Nobody can say for sure why vital energies develop in one place or another, but it’s certain they do. Call it zeitgeist, feng shui, vortices… call it whatever you like… for some length of time it’s quite real—a fertilizing synergy of sorts. Given time, it will end, then show up somewhere else. Our job, so to speak, is to appreciate it and be nourished by it without allowing it—or ourselves—to grow precious, self-conscious, or smug. Patagonia’s economic limitations are an important part of the immune system keeping us real. Failing that, we will slip down into the cesspool of glamorous self-congratulation that has already swallowed Tubac, Telluride, Taos, Santa Fe, Marin County, the Hamptons and—King of Such Mishaps—Sedona.

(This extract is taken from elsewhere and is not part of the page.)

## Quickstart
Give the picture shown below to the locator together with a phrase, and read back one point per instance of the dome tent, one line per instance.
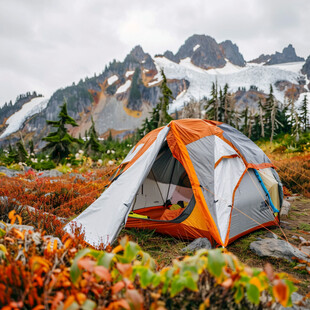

Every one of these “special” places is beautiful and charming. Their beauty brings doom upon themselves. The artists and rich folks come first; not a problem at the outset. But, then, the word gets out and, next, “discovery” ensues. Where tourists flock, prepare for schlock. Cute, vapid art galleries outnumber ordinary businesses. Buildings are painted unusual colors only because they are unusual. Elegance becomes competitive. Privileged people saunter from gallery to gallery, chattering glibly, wineglass in hand, up and down Canyon Road in their $4,000 cowboy boots and $7,000 concho belts, like spoiled children at a masquerade, aping local history. Before we let that happen here, please, let’s just move to Benson or Wilcox or Sells, where plainness, limited opportunity and bad diet will ward off the scurvy of arrogant vogue. It may take mines and trailer parks to save us from this blight.